Gericht: Thüringer Oberlandesgericht
Beschluss verkündet am 20.09.2001
Aktenzeichen: 6 W 572/01
Rechtsgebiete: AuslG, FGG


Vorschriften:

AuslG § 57 Abs. 4
AuslG § 55 Abs. 3
FGG § 12
1.

§ 57 Abs. 2 Satz 4 AuslG erfordert dann, wenn die Ausländerbehörde für die Heimreise des von Abschiebungshaft Betroffenen Passdokumente erst beschaffen muss, Feststellungen dazu, welche konkreten Tatsachen die Erwartung der Ausländerbehörde rechtfertigen, die Abschiebung könne innerhalb von drei Monaten durchgeführt werden.

2.

Die dazu notwendigen Ermittlungen müssen nicht zwingend im Wege der förmlichen Beweiserhebung durchgeführt werden müssen (vgl.
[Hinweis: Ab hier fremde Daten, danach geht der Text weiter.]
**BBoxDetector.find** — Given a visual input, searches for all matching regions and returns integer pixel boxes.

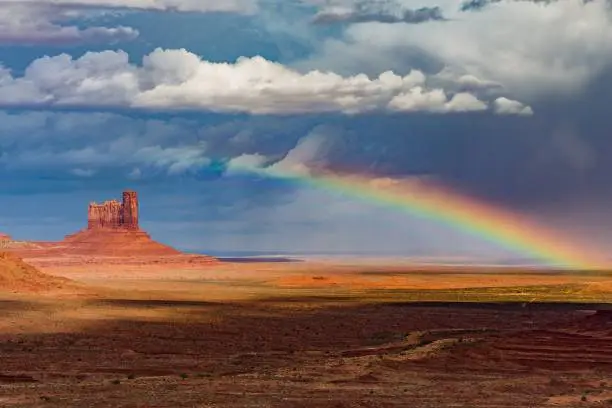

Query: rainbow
[233,166,609,270]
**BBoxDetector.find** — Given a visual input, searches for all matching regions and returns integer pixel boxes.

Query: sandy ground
[0,259,612,408]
Senatsbeschluss vom 26.02.2001, 6 W 119/01).

3.

Auch wenn der Haftrichter wegen der Frage der Erlaubtheit des Inlandsaufenthalts grds. an die Verwaltungsakte der Ausländerbehörde gebunden ist, hat er die zur Begründung eines Bleiberechts vorgebrachten Tatsachen zu beachten, weil sie Bedeutung für die Frage haben, ob die Anordnung von Abschiebungshaft zur Sicherung der Abschiebung erforderlich ist. Das gilt insbesondere dann, wenn die veränderten Umstände Anlass zu der Annahme bieten, dass er sich der Abschiebung nicht mehr entziehen will, weil sich seine Aussichten, auf Dauer oder zumindest längere Zeit in Deutschland leben zu können, entscheidend verbessert haben (vgl. BVerfG NJW 1987, 3076; OLG Karlsruhe, a.a.O.).

4.

Im Rahmen der Erforderlichkeitsprüfung sind gem. § 55 Abs. 3 AuslG die familiären Bindungen des Ausländers auch im Hinblick auf Art. 6 Abs. 1 und 2 GG konkret zu würdigen und den Interessen des Staates an der Beendigung seines Aufenthalts wertend gegenüber zu stellen. (vgl. VG Berlin AuslR 1995, 415; Hamburgisches OVG NVwZ-RR 1991, 107 ff.). Dabei ist es grds. nicht möglich danach zu unterscheiden, ob ein Sachverhalt sich aus einer ehelichen oder einer nicht ehelichen Beziehung des Ausländers ergibt.


THÜRINGER OBERLANDESGERICHT Beschluss

6 W 572/01

In dem Verfahren

betreffend die Anordnung von Haft zur Sicherung der Abschiebung

hat der 6. Zivilsenat des Thüringer Oberlandesgerichts durch

den Präsidenten des Oberlandesgerichts Dr. h.c. Bauer,

die Richterin am Amtsgericht Dr. Mittenberger-Huber und

den Richter am Oberlandesgericht Bettin

auf die sofortige weitere Beschwerde des Betroffenen vom 04./05.09.2001 gegen den Beschluss der 7. Zivilkammer des Landgerichts Erfurt vom 29.08.2001

am 20.09.2001

beschlossen:

Tenor:

Der Beschluss der 7. Zivilkammer des Landgerichts Erfurt vom 29.08.2001 wird aufgehoben.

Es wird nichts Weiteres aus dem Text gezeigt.